Landlord: 'Nasty tax won't get a cent of my property gains'

By Anne Gibson

Property investor David Whitburn. Photo / Supplied
Property investor David Whitburn. Photo / Supplied

Investor says Labour plan punishes those trying to provide for their own retirement.

Nine years ago, David Whitburn had $7000 and a handful of shares.

Today, he has more than $1 million equity in his property portfolio and says Labour will never get a cent with its "nasty" capital gains tax (CGT).

"That's because I'm not selling, ever. My children will inherit these places," he said, adding that Labour's plans would damage New Zealand.

Mr Whitburn, who is the Auckland Property Investors Association president, said many of the clients of his real estate mentoring scheme might leave New Zealand if the tax came in.
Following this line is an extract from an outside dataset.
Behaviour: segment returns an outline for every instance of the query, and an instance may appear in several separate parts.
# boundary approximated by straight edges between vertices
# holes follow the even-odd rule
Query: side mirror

"They can earn higher wages in Australia, and investing in New Zealand with a friendlier property tax climate is what's keeping them here. Why would they invest in New Zealand when they can get better capital in Australia?

"This is a nasty tax that discourages those who want to get ahead and not be a burden on fellow taxpayers in retirement. It's not aspirational and is a new tax that's not needed. Why punish those making an effort to provide for themselves?

He said the tax would also have unintended effects. "Rental prices will be pushed up with fewer property investors investing. House prices may be pushed up by property investors holding on for a lot longer, making the dream of home ownership that step too far for a number of people."

For Mr Whitburn, buying property has been his making. He gets rent from six houses and five minor dwellings which are home to more than 40 people in West Harbour, Massey and Ranui.

"I've got all the places in trusts and have no plans to sell," said the multimillionaire. "I'm getting an income and using that to pay down the debt on my own home. In two years I'll be debt-free with lovely views of Rangitoto and the Sky Tower.

"If there's fear about another property boom this shows lack of understanding by politicians about property cycles. What we saw from 2003-2007 was just another boom, much like in 1993-1997.

"Property markets move in cycles the world over whether there's a CGT or not," Mr Whitburn said.

Andrew King, vice-president of the Property Investors' Federation, lashed out at wide-ranging exemptions.

"If a CGT is the right thing to do, it's the right thing to do for all assets. Politics shouldn't come into it. Private home buyers account for about 70 per cent of purchases so have a greater effect on the market than anyone else."